UofL to house McConnell archives
January 11th, 2009
The University of Louisville will house the archives of Mitch McConnell, UofL President James Ramsey announced Saturday at a program to honor McConnell as the longest serving U.S. senator in Kentucky’s history.
The collection, to be housed in renovated space in Ekstrom Library, includes hundreds of boxes of papers, photos and other materials expected to offer insight into McConnell’s career and the workings of American government.
The cost of the archive is being paid for with private donations.
McConnell, who began serving in the Senate in 1984, recently began his fifth term. He was unanimously elected Senate Republican leader of Congress on Nov. 18 and is only the second Kentuckian to lead his party in the Senate. The first, Alben Barkley, led the Democrats from 1937 to 1949.
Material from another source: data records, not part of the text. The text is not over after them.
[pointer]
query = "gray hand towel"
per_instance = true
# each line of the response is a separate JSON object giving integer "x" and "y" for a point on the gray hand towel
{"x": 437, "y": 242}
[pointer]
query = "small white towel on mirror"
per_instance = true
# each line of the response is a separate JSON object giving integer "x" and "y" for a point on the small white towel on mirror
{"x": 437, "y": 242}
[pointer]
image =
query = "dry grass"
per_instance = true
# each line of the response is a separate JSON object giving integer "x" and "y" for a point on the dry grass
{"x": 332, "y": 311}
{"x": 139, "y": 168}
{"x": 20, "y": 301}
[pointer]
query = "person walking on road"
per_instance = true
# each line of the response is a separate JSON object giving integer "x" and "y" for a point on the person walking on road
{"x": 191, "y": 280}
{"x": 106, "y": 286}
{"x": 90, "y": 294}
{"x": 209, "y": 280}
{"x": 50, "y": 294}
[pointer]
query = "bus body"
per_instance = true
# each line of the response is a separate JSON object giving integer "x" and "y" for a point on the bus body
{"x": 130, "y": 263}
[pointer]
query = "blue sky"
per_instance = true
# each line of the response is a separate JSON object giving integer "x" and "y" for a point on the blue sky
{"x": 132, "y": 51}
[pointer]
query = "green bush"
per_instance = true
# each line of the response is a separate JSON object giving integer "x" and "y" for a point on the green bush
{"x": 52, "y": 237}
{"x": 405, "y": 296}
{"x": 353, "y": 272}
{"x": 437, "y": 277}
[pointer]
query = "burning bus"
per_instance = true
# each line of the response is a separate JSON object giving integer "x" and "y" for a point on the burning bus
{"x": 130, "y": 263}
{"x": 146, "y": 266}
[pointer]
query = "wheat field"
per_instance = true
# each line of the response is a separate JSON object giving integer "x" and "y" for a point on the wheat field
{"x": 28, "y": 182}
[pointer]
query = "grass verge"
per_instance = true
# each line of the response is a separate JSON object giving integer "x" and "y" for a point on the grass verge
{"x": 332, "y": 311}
A senior member of the Senate’s appropriations, agriculture and rules committees, he is married to Labor Secretary Elaine Chao. The archives also will house Chao’s papers, Ramsey said.
McConnell chose UofL for his archives because he “felt comfortable housing them at his hometown university and one of his alma maters,” spokesman Robert Steurer said.
UofL already has begun renovation of a 7,000-square-foot area on the lower level of Ekstrom Library that will include a climate-controlled archives room, a reading and seminar room and exhibits and interactive displays designed to help people better understand civic issues.
“Students, scholars and the general public will be able to use the archives to learn more about U.S. government and the making of public policy,” McConnell Center Director Gary Gregg said.
The papers will take “years to process” since McConnell is still serving on the Senate, Gregg added. McConnell’s Senate papers will remain sealed until he retires as a senator.
McConnell graduated from UofL’s College and Arts and Sciences in 1964 and was student body president as an undergraduate. In 1991, he established the McConnell Center at UofL, a nonpartisan academic program that prepares students to become future leaders.
Between 1998 and 2008, he secured more than $320 million dollars for research and infrastructure projects at Kentucky universities, including more than $150 million for UofL.
“The senator has long made strengthening Kentucky’s research universities a top priority,” Ramsey said. “Higher education in Kentucky simply would not be where it is today without his outstanding vision and support.”